Fate / Chain Reaction

Vítimas do passado: Sucessão


O grande momento chegou, eu estava sentindo as dores do parto e já me encaminhava para a sala de parto para ter o meu menino, o John parecia simplesmente perdido e o médico prevendo possíveis dramas impediu sua entrada na sala. Quase tive que ligar para o taxi eu mesma em casa e ampará-lo pois parecia que ele desmaiaria, nem parecia que ele era um tenente da aeronáutica americana.

Ainda persistia minha preocupação com a maldição, apesar de todos os exames médicos e outros mágicos, não detectei nada de anormal e tudo transcorria normalmente comigo e com a criança. As preocupações pararam quando a dor começou, mas perto do que sofri semestre passado esta era até que tolerável. Após todo meu esforço, o médico coloca meu menino nos meus braços que chorava muito, mas se acalmou quase que de imediato assim que ouviu minha voz.

— Conseguimos meu menino, seu nome será: Allan, como deseja o seu pai — beijei sua testa, para abençoar a nova vida. Talvez ele mal soubesse, mas passamos por muitos problemas para chegar até ali.

— Senhora receio que seu marido vá se atrasar um pouco pra ver a criança, ele desmaiou ao receber a notícia — disse o médico com ar de riso ao entrar na sala de parto — vamos fazer os exames de rotina no meninão? Do jeito que as coisas foram provavelmente vocês estarão em casa hoje mesmo!

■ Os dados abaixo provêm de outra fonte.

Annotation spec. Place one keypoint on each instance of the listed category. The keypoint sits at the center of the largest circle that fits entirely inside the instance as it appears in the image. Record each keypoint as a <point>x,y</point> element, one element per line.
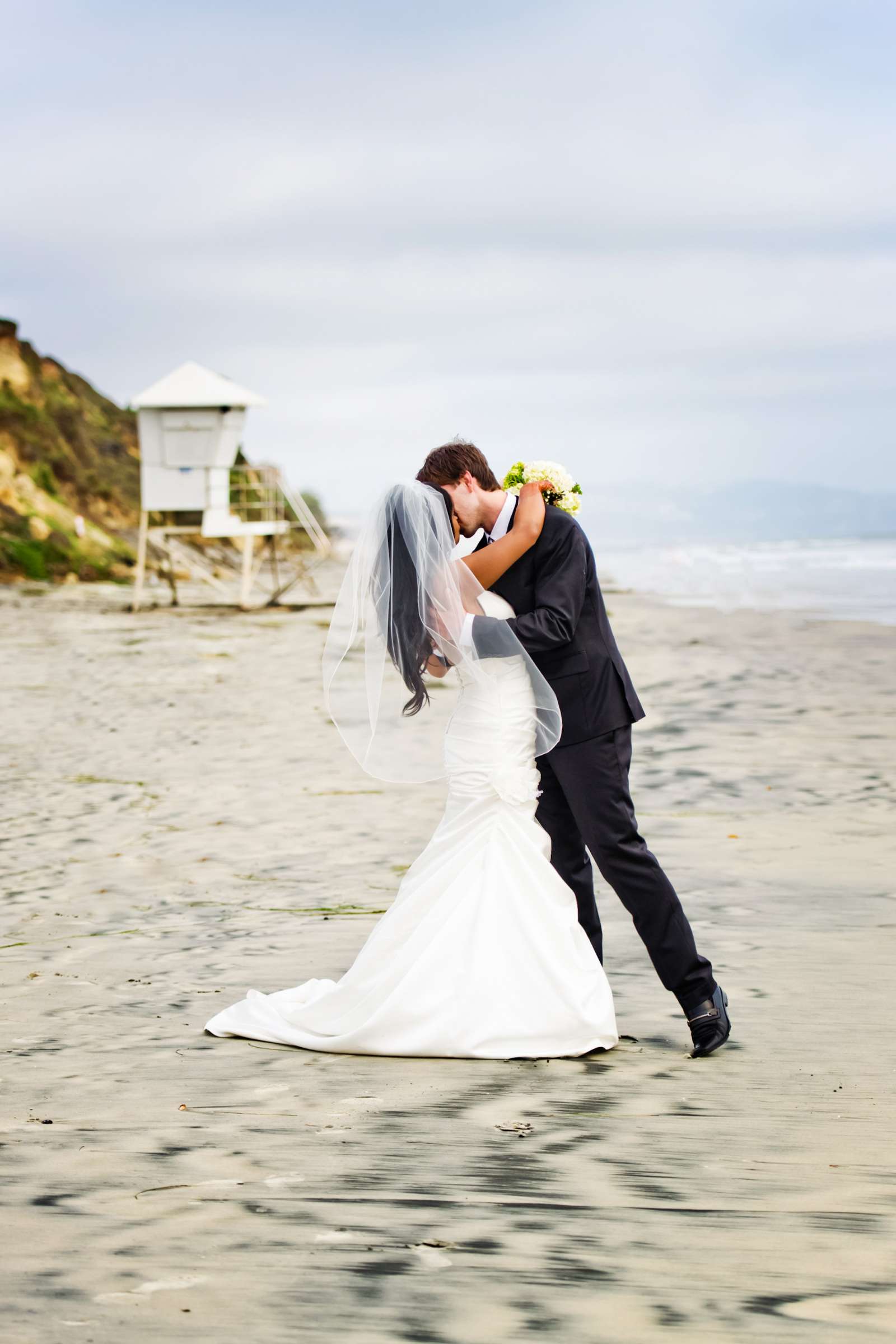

Nós voltamos para nossa casa quase que perto da noite do mesmo dia, o Allan era perfeitamente saudável, pra minha felicidade. Podia ver a mansão se aproximando de dentro do carro em movimento, o John apesar de ser uma pessoa normal era detentor de muitas posses, na verdade entrou para a aeronáutica apenas para não se tornar mais um empresário na sua família. Ele comprara aquele lugar assim que chegamos nos EUA, apesar de que a vegetação não era tão bonita quando eu cheguei, mas foi ideal para instalar meus novos familiares, tanto humanos quanto insetos. As abelhas em pouco tempo revitalizaram as plantas, com seus dons que a mãe natureza conferiu. Ao descer apresentei meu filho para o lindo lago que ficava logo em frente de casa, “Bem-vindo ao lar querido”.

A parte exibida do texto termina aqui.